The Auslan alphabet: a beginner’s guide to fingerspelling
The Auslan alphabet, also called the manual alphabet or fingerspelling, lets you spell out English words letter by letter using your hands. It’s one of the first things most Auslan learners study, and it’s an essential tool for names, places, and words you don’t know the sign for yet.
Auslan uses a two-handed alphabet
Unlike American Sign Language, which fingerspells with one hand, Auslan uses a two-handed manual alphabet. One hand (your dominant hand) acts on the other to form each letter. Auslan shares this alphabet with British Sign Language (BSL) and New Zealand Sign Language, because all three belong to the same language family, known as BANZSL.
The five vowels are the easiest place to start: they are made by pointing to the thumb and fingers of your non-dominant hand. The thumb is A, the index finger is E, the middle finger is I, the ring finger is O, and the little finger is U. Once you know the vowels, the remaining letters come quickly with practice.

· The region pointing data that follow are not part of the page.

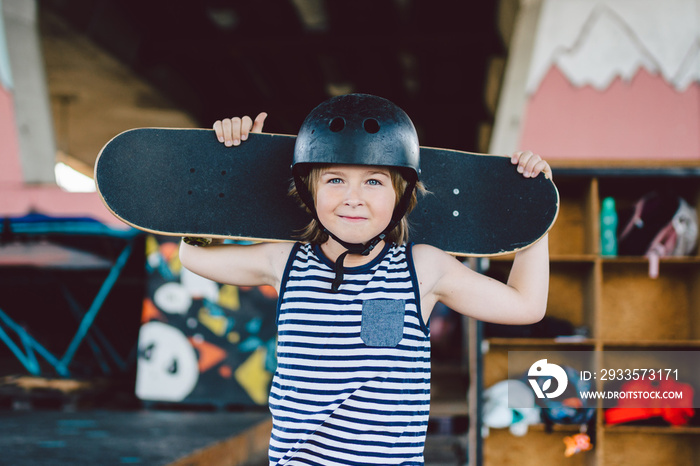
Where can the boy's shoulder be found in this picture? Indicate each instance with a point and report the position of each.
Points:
(425, 254)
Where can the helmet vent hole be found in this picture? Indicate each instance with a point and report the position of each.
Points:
(337, 124)
(371, 125)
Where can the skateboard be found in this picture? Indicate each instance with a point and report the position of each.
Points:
(183, 182)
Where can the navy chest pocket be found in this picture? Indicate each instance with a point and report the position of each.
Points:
(382, 322)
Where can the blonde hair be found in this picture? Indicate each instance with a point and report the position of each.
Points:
(313, 233)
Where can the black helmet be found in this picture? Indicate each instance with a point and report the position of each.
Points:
(357, 129)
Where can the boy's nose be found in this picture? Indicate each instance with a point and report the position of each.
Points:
(353, 197)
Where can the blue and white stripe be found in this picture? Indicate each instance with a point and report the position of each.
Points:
(334, 399)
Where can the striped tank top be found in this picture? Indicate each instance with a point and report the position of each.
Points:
(352, 385)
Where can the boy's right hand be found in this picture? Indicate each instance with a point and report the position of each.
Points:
(231, 131)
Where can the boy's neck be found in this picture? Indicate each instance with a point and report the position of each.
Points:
(332, 249)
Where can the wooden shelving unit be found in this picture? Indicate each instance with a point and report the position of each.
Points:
(622, 308)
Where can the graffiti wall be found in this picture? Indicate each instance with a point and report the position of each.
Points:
(201, 342)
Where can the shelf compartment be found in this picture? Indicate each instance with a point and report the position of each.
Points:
(636, 307)
(536, 447)
(573, 232)
(653, 446)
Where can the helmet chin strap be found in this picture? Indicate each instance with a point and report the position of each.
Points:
(363, 249)
(351, 248)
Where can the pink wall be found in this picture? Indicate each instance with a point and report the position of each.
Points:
(645, 119)
(18, 199)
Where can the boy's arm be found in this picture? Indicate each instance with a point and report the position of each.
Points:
(251, 265)
(522, 300)
(235, 264)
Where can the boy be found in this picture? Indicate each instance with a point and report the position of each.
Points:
(352, 384)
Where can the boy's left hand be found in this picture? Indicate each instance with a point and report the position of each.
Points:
(530, 164)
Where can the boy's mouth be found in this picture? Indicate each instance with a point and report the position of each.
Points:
(352, 218)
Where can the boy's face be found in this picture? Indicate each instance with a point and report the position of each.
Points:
(355, 202)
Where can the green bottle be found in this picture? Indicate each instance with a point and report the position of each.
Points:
(608, 228)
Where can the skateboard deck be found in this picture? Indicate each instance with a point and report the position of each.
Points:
(183, 182)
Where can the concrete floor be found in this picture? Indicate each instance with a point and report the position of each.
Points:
(154, 438)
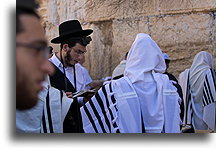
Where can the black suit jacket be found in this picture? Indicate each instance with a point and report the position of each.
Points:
(73, 120)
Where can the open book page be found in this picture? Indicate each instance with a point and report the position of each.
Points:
(84, 93)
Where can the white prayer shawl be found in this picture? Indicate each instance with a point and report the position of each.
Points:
(119, 70)
(47, 116)
(183, 78)
(203, 92)
(87, 77)
(143, 96)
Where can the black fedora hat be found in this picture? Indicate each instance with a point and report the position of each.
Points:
(70, 29)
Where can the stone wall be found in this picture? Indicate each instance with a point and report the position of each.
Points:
(180, 27)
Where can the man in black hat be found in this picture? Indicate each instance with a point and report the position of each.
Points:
(31, 62)
(69, 76)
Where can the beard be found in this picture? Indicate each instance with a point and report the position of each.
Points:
(68, 59)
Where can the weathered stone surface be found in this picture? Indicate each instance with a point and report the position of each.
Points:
(100, 10)
(100, 49)
(181, 28)
(124, 33)
(174, 6)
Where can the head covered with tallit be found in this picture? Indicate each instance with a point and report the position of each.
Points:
(144, 56)
(144, 68)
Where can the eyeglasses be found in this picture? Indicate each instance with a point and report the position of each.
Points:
(39, 49)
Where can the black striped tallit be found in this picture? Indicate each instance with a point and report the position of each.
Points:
(103, 103)
(208, 97)
(47, 117)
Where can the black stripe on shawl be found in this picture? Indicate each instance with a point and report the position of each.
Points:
(49, 113)
(113, 101)
(107, 103)
(211, 97)
(97, 116)
(213, 76)
(205, 98)
(90, 118)
(44, 123)
(112, 97)
(99, 100)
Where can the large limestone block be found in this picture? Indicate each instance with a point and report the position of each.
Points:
(182, 36)
(98, 57)
(124, 33)
(176, 6)
(181, 31)
(100, 10)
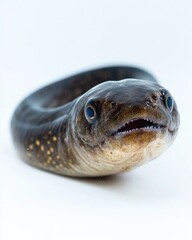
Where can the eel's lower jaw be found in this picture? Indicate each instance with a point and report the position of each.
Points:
(138, 124)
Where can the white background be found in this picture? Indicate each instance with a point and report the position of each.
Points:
(42, 41)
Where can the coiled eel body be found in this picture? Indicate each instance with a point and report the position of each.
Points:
(96, 123)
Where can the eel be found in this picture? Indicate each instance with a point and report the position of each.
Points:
(96, 123)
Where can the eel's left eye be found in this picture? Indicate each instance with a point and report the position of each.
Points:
(169, 102)
(90, 113)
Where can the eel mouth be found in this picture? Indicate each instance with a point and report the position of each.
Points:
(136, 125)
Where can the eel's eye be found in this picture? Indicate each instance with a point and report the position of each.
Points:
(90, 113)
(168, 101)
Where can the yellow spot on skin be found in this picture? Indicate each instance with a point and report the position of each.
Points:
(48, 161)
(54, 138)
(31, 146)
(37, 142)
(29, 154)
(42, 148)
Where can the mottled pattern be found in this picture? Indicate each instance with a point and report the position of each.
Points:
(51, 132)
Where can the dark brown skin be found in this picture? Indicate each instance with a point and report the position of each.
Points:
(92, 124)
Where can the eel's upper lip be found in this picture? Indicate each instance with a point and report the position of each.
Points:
(138, 124)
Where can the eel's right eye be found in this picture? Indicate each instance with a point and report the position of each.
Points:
(168, 100)
(90, 113)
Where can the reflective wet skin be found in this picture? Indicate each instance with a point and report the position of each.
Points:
(96, 123)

When is fingerspelling used in Auslan?
Fluent signers don’t spell out every word. Auslan has its own rich vocabulary of signs. Fingerspelling is used for specific jobs:
- Names of people, places, brands, and organisations.
- English words without an established sign, such as technical or specialised terms.
- Clarifying a sign the other person didn’t catch, or confirming spelling.
- Some common short words, which experienced signers spell so fluidly they almost become signs of their own.
Five tips for learning the Auslan alphabet
- Start with the vowels. A, E, I, O, U anchor the whole alphabet and appear in almost every word you’ll spell.
- Spell your own name first. It’s the word you’ll fingerspell most often when meeting Deaf people.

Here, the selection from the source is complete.